"It is important that the international community speak with one voice in order to help promote effective accountability," she said.
Even with the legal concessions, the US decision not to veto was an important shift.
Ever since he took office, President George Bush has actively opposed the court, and US diplomats have repeatedly said they opposed any variation that referred the Sudan cases to it.
But Bush Administration officials said on Wednesday that they were dropping their objections to using the International Criminal Court for Sudanese suspects after the US secured legal guarantees for its citizens.
A British parliamentary report released on Wednesday estimated that about 300,000 people had been killed in Darfur and accused the world of a "scandalously ineffective response" to the situation.
Michael Wladimiroff, a lawyer who defended the first suspect at the UN tribunal for the former Yugoslavia in the mid-1990s, described the apparent shift in US policy as an unexpected change that could open the way for further cases at the court in The Hague.

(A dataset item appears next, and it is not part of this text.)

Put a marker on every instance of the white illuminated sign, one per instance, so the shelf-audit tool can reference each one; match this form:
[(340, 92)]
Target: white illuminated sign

"This means the court ... can now be used as an instrument by the Security Council," he said. "All of a sudden there will be a change from waiting for cases to expanding capacity and moving more quickly toward trials."
The International Criminal Court is empowered to intervene only when countries are "unwilling or unable" to dispense justice themselves.
Its founding treaty in July 2002 was ratified by 98 countries, with the power to prosecute individual perpetrators of crimes against humanity, war crimes and genocide.